Year
2011
Abstract
Active measurements were performed using a 10-MeV electron linear accelerator with custom inspection objects containing various nuclear and nonnuclear materials available at the Idaho National Laboratory’s (INL) Zero Power Physics Reactor (ZPPR) facility. The inspection objects were assembled from unirradiated ZPPR fuel plate materials to evaluate a photonuclear inspection technology for the characterization of plutonium or highly-enriched uranium materials shielded by other nuclear and/or non-nuclear materials. A series of pulsed photonuclear, time-correlated measurements were performed with known quantities of unshielded calibration materials and with unknown quantities of nuclear material having more complex composite shield configurations. The measurements used multiple 3He detectors that are designed to detect delayed neutrons between interrogation pulses of an electron linear accelerator. The accelerator produced 10-MeV bremsstrahlung X-rays at a repetition rate of 125 Hz (8 ms between pulses) with a 4- ?second pulse width. All inspected objects were positioned on beam centerline and 100 cm from the X-ray photon source.
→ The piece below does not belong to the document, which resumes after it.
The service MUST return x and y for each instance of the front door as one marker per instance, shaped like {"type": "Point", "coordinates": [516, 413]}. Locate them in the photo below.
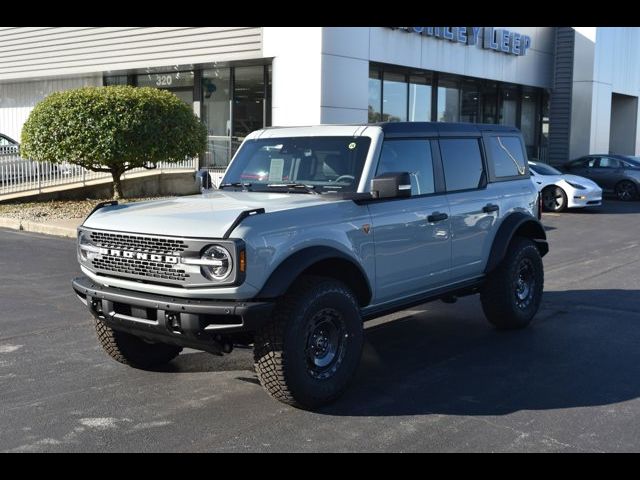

The time-correlated data was collected using a Los Alamos National Laboratory (LANL)- designed, list-mode acquisition system. A combination of different experimental configurations and data analysis methods enabled the successful material detection/characterization of each inspection object. This paper describes the experimental configuration, the ZPPR inspection objects used, the various measurement types, and overall results for each unknown inspection object.